Most species of Ophryotrocha are small (less than 5 mm long) and easy to maintain in the laboratory, living in any vessel that will hold seawater, and eating simple food, such as chopped spinach. Among the features that make them attractive experimental subjects are the following:
- Oocytes in these animals develop in polarized 2-cell syncytia or cysts: a single oocyte connected to a single nurse cell. These cysts mature in the coelom, free of surrounding follicular tissue, and thus are an elegantly simple example of asymmetric cell division and divergent cell fate decisions.
|
Female (top) and male (bottom) O. labronica
|
- Unlike many marine animals, Ophryotrocha spp. breed year-round, ensuring a dependable supply of various developmental stages for observation. The generation time is roughly 4 weeks, allowing for a reasonably large number of generations in a year.
- In most species, females lay eggs in large cluches, in which individual embryos develop in synchrony, facilitating developmental studies.
- Closely related species within the genus span the full range of sexual mating systems, from separate sexes (e.g,. O. labronica) to both simultaneous (e.g., O. diadema) and sequential hermaphroditism (e.g., O. puerilis). Thus, the group holds promise as a model for studying the evolution of sexual strategies and sex determination.
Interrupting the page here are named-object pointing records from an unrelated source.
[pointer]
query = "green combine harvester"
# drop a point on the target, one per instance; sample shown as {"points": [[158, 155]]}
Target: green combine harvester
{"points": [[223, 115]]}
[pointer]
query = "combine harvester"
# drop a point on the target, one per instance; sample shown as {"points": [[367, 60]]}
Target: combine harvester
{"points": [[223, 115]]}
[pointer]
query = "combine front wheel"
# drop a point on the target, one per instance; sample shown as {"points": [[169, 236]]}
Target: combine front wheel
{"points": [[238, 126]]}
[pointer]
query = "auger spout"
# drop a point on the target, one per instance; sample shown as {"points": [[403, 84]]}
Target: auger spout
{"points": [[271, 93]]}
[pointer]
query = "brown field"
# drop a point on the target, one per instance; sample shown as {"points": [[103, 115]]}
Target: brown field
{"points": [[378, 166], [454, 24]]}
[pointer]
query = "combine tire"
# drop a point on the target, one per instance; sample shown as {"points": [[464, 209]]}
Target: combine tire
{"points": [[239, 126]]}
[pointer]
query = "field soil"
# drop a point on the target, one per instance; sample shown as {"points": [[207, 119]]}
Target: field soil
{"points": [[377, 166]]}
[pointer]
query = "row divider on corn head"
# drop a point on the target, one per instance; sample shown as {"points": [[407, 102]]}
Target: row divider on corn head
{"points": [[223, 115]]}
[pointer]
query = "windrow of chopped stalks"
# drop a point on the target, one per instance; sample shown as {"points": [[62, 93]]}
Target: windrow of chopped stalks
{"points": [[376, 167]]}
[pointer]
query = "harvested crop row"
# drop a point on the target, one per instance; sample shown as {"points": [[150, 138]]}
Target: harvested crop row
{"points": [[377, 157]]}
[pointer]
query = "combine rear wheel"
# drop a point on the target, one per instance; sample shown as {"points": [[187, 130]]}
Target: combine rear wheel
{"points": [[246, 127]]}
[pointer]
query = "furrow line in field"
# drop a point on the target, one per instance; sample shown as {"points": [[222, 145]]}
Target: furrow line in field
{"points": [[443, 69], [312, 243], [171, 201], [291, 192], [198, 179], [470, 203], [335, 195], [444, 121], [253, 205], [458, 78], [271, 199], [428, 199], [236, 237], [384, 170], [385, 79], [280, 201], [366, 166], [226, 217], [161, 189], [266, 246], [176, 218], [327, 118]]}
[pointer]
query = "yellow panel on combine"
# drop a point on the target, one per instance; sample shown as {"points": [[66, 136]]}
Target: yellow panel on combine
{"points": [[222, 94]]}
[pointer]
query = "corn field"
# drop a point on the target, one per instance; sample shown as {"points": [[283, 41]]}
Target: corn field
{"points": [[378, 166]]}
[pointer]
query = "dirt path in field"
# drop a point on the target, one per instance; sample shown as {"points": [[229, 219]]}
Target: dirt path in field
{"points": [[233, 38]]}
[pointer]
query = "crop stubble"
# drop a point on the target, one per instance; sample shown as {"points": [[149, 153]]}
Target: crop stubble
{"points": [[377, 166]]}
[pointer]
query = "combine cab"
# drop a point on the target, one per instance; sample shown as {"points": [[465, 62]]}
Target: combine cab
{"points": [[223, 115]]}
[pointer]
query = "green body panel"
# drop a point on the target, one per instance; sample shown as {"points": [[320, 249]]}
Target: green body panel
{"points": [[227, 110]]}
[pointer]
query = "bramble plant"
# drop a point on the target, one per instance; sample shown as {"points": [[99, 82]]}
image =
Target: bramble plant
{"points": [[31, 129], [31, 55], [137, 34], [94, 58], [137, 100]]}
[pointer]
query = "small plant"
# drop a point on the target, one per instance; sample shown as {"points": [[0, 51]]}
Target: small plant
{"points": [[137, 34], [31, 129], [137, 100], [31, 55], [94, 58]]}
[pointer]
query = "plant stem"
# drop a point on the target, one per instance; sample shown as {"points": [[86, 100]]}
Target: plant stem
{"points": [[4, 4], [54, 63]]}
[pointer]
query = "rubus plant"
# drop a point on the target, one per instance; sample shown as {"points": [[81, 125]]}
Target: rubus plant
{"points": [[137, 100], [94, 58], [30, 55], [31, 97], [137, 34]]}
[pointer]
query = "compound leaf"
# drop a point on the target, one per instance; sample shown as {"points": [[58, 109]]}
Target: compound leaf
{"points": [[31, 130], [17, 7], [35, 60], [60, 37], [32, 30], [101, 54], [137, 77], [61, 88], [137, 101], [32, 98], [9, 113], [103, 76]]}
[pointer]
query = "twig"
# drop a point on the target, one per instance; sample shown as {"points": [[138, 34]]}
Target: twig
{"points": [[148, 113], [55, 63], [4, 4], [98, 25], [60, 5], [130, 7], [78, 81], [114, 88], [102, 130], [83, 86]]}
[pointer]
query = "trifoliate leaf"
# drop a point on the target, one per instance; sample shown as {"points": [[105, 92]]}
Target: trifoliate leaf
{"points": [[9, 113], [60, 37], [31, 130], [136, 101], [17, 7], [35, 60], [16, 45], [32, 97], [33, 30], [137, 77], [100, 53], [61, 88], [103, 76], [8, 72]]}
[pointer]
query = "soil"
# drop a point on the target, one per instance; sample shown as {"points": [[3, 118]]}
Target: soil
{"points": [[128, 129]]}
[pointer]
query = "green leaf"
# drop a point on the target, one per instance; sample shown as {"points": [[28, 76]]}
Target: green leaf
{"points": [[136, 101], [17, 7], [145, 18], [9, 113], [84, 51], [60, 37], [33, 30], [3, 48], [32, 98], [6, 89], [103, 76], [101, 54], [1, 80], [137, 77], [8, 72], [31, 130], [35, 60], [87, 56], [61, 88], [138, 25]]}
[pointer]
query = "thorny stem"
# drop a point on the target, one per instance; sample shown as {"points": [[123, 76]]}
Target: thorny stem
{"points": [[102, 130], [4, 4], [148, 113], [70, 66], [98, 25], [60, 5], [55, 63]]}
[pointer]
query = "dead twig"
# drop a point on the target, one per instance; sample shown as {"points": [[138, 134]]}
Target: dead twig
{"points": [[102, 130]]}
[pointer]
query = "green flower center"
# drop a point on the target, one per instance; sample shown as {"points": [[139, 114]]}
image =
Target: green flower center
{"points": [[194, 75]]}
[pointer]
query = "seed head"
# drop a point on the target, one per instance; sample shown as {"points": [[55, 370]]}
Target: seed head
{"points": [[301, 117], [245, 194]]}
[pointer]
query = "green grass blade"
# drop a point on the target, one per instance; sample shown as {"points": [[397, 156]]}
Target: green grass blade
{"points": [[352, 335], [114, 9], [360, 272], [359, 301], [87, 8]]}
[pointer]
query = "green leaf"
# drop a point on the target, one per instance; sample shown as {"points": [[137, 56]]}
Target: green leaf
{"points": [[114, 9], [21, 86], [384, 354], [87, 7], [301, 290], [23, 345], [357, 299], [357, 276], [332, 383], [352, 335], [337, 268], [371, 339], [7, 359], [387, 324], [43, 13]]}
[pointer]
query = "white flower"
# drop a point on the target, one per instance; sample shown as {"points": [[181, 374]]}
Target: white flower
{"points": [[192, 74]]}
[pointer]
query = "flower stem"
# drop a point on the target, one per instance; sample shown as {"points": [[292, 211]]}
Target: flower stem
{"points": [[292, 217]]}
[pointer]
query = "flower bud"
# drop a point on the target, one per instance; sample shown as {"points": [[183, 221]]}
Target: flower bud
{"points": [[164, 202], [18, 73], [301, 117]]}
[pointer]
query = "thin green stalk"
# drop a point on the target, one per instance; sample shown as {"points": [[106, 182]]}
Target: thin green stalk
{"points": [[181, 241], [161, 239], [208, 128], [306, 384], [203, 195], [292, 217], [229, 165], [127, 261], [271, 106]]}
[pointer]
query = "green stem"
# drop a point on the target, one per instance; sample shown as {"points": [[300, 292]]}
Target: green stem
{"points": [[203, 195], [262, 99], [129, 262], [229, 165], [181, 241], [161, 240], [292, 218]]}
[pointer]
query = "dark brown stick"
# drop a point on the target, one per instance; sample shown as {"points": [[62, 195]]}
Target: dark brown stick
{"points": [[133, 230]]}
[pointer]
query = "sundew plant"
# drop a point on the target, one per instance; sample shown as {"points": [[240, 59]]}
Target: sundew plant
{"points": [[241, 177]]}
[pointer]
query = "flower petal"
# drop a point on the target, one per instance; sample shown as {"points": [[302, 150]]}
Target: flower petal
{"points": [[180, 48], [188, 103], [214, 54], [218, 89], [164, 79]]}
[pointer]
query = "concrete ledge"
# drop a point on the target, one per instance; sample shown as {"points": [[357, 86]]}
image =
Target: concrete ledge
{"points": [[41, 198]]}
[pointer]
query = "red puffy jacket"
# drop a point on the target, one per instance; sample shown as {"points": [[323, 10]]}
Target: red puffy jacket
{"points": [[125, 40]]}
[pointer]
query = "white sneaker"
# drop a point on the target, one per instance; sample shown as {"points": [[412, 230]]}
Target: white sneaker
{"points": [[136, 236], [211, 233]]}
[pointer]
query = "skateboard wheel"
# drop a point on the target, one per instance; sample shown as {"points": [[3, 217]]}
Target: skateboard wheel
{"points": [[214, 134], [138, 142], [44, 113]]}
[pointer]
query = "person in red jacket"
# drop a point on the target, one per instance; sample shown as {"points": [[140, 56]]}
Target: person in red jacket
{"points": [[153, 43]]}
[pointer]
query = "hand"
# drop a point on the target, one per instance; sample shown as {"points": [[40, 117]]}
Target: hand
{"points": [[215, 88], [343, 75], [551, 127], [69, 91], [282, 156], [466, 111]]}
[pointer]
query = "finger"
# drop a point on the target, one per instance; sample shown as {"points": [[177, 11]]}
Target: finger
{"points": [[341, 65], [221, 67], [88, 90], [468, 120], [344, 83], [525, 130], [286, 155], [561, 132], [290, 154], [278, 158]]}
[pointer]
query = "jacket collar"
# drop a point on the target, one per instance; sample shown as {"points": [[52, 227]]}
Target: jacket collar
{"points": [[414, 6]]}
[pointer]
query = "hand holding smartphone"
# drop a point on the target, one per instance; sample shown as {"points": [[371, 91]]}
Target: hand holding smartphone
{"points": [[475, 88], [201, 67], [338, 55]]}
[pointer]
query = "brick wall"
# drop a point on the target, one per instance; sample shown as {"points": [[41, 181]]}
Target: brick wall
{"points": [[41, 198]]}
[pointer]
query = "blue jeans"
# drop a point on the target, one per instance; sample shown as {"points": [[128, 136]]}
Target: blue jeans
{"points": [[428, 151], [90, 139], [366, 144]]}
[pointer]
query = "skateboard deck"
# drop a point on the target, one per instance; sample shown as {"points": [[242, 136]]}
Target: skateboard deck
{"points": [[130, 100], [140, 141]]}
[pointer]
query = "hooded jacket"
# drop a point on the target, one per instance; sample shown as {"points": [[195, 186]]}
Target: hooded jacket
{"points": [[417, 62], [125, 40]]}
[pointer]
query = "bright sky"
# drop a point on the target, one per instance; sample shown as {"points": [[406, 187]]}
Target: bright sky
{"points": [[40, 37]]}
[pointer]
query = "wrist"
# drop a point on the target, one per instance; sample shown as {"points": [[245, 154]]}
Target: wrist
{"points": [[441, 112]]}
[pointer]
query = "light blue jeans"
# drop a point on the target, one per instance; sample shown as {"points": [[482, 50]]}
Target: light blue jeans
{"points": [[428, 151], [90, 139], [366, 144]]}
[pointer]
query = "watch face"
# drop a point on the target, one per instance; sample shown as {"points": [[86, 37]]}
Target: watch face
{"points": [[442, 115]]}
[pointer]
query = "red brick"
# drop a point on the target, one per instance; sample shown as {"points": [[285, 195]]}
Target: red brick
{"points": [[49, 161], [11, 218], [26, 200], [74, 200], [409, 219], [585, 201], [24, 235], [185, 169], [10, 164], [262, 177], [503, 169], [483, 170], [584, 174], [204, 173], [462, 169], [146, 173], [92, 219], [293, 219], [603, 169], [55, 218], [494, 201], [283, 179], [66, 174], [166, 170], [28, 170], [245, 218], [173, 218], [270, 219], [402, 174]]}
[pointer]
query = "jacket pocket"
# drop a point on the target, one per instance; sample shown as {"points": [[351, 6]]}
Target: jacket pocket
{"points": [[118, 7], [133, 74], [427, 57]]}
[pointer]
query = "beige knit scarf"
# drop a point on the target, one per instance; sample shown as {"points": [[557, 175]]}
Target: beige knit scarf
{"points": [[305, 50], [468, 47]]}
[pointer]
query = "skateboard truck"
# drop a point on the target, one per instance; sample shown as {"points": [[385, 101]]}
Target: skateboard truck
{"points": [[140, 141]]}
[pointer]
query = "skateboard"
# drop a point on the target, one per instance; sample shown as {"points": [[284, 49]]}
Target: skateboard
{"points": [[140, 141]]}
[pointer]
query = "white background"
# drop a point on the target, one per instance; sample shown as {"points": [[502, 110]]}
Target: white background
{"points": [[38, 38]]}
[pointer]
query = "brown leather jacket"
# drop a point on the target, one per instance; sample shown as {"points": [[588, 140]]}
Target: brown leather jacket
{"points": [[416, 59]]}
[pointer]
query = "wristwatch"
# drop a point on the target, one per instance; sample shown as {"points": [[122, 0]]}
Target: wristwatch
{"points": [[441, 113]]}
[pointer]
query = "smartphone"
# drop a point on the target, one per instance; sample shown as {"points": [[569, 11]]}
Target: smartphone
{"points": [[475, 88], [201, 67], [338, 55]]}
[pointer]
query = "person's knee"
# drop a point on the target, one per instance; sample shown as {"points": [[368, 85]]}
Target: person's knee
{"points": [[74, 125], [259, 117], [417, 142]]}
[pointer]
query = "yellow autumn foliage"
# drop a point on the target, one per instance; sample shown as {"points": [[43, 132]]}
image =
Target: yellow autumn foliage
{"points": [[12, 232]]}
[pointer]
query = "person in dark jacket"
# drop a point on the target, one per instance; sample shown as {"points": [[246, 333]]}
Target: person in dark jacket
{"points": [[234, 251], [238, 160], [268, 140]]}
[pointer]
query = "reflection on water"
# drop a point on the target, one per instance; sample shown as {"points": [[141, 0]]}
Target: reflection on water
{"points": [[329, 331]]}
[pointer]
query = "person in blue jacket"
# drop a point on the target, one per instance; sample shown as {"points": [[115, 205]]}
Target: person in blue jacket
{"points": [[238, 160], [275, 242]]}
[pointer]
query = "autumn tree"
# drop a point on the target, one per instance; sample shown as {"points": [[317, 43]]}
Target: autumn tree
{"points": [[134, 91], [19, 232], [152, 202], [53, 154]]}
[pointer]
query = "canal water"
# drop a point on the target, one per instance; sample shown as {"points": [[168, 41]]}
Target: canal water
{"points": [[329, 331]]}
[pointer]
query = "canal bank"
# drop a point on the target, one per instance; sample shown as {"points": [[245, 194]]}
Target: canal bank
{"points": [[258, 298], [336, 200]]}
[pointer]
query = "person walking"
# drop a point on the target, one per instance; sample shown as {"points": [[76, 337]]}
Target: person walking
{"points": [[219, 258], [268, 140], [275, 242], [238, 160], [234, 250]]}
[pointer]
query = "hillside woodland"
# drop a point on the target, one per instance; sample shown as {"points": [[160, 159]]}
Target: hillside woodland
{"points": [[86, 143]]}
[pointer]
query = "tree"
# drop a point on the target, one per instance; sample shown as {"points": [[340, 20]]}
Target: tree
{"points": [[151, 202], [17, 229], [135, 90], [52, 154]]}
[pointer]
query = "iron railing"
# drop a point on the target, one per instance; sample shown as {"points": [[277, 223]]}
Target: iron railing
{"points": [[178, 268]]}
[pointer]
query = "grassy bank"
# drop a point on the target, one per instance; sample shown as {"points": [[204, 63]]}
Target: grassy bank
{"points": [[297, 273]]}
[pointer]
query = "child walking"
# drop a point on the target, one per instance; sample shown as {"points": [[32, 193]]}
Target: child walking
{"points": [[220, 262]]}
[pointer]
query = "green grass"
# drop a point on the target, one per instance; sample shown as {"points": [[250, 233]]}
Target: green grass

- As annelids, Ophryotrocha are members of the "lophotrochozoa", a large group of animal phyla that has received little attention relative to the two other major clades of bilaterally symmetrical animals: the ecdysozoa (e.g. insects and nematodes), and the deuterostomes, (e.g. vertebrates and echinoderms). Detailed study of lophotrochozoans is necessary to extend our knowledge of the evolutionary history of animal life.